Favre’s Wrong (Again)

While Favre’s play has shown signs of resurgence this year, his penchant for saying inexplicable things at press conferences is rivaled only by Arizona Cardinals head coach Denny Green.

Favre’s latest comments surround the one-year suspension without pay of wide receiver Koren Robinson for Robinson’s third violation of its substance-abuse policy. Favre seems to have no problem with Koren’s suspension, saying, “if you suspend him for a year, fine.” But the quarterback takes offense at the NFL’s policy that a player suspended for a year is not allowed to “participate with his club in any way” which includes not being allowed at team facilities. In response to this restriction, Favre comments: “To ban him from the building and the support group that can help him? It doesn’t make a lot of sense.”

“A support group”? Is Favre serious? He makes it sound as if he, Robinson, and the rest of the Packers organization have logged more time than Hawkeye and Hot Lips logged in the 4077. Remember that Robinson just signed with the Packers on September 11, 2006, and only suited up for the team for three games. I’ve spent more collective time with the crew at my local Arby’s and I wouldn’t ask any of them for movie recommendations, much less counseling and advice for overcoming a life-crippling illness like alcoholism. And which of the Packers players are really qualified at keeping Robinson from running further afoul of the law? Ahman Green, who was arrested on charges of domestic abuse and disorderly conduct this past offseason after reportedly becoming so irate with his wife that she fearfully ran out of their house in her pajamas? Or maybe cornerback Al Harris, who last year was under investigation for an alleged assault at a strip club? Too bad the Packers cut Najeh Davenport, because he could have counselled Robinson on how avoid the bottle by performing the community service of defecating in the closets of women’s dorm rooms.

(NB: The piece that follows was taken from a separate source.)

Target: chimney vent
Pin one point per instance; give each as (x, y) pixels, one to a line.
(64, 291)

The Packers knew what they were getting when they signed Robinson. They knew he was a seriously troubled young man with a disease and they knew he was in danger of being suspended by the NFL for off-field actions related to that disease. Should we feel sorry for the team now that the combination of Robinson’s suspension and Robert Ferguson’s foot injury means that the Packers will be starting the likes of Ruvell Martin at wide receiver? No way. And we certainly shouldn’t feel sympathy for Koren Robinson, who should consider himself lucky his immediate future only includes a year’s suspension from football and not a trial for vehicular manslaughter.

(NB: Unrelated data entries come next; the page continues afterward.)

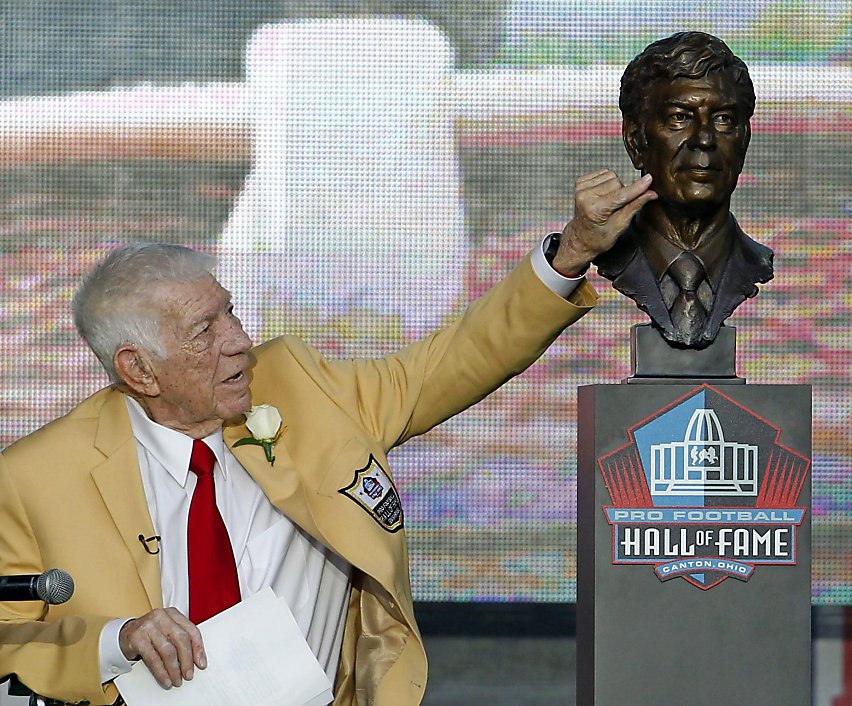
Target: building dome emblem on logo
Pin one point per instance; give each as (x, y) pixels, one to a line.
(704, 463)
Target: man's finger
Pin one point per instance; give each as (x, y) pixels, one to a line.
(199, 655)
(601, 182)
(624, 215)
(627, 194)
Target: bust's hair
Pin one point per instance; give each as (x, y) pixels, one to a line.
(682, 55)
(118, 302)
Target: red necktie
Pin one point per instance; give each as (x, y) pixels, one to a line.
(213, 582)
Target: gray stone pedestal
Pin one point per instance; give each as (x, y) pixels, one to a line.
(694, 544)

The combination of professional triumphs and personal tragedies that Brett Favre has endured while with the Green Bay Packers is the stuff of legend. Koren Robinson’s past is the stuff of stupidity. Robinson is 26 and will likely — if he stays clean, and that’s a BIG if — be a wealthy star in the NFL. Favre is 37 and is likely playing his last season. Robinson has a lot to learn –some of it about football, but much more of it about himself, his addiction, and how to keep his addiction from ruining or ending his or someone else’s life. Robinson needs to stay away from football and re-connect with a real support group of friends, family, and fellow addicts battling alcoholism. And Favre needs to concentrate on his family and on saving the Packers’s season (again), and not on saving a troubled guy like Robinson. He’s not worth it.